The movie follows the adventures of George Beard (Kevin Hart) and Harold Hutchins (Thomas Middleditch). George is the kid with the tie and the flat-top while Harold is the one with the T-shirt and bad haircut. You should probably remember that. Anyway, they’re two good natured troublemakers at Jerome Horwitz Elementary School who always manage to peeve of their principal Mr. Krupp (Ed Helms) with their incessant pranking and never ending supply of self-published comic books that they distribute at the school. Their most popular by far is the Captain Underpants series which involves a super hero who wears nothing but underwear and a cape since most superheroes look like they’re wearing their underwear.
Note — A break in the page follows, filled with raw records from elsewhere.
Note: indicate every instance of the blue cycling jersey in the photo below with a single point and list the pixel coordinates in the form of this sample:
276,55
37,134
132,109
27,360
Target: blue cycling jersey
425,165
I don’t know how true that is anymore as they mostly wear leather and body armor now, but that’s beside the point. What’s important is that George and Harold’s latest prank was the final straw to break the camel’s back and Mr. Krupp is going to separate them once and for all by putting them in different classes. In a last ditch effort to save their friendship, George uses his Hypno-Ring to hypnotize Mr. Krupp before he can sign the papers. Not only that, but just for the heck of it they ALSO convince him that he’s Captain Underpants as well which is funny at first but proves to be quite a burden as he turns into the hero anytime he hears someone snap their fingers and will only turn back once he’s bene splashed by water (it’s unclear if other substances will work in water’s stead). Oh, and there’s a mad scientist somewhere in this too who becomes a science teacher or something. Will Harold and George learn a lesson about their pranking ways now that they have to keep Mr. Krupp from hurting himself or worse? Eh, probably not, but will Captain Underpants manage to be an ACTUAL hero instead of just a guy running around in his tighty-whities? Most importantly though, is this just as good as the books I remember reading in second grade!?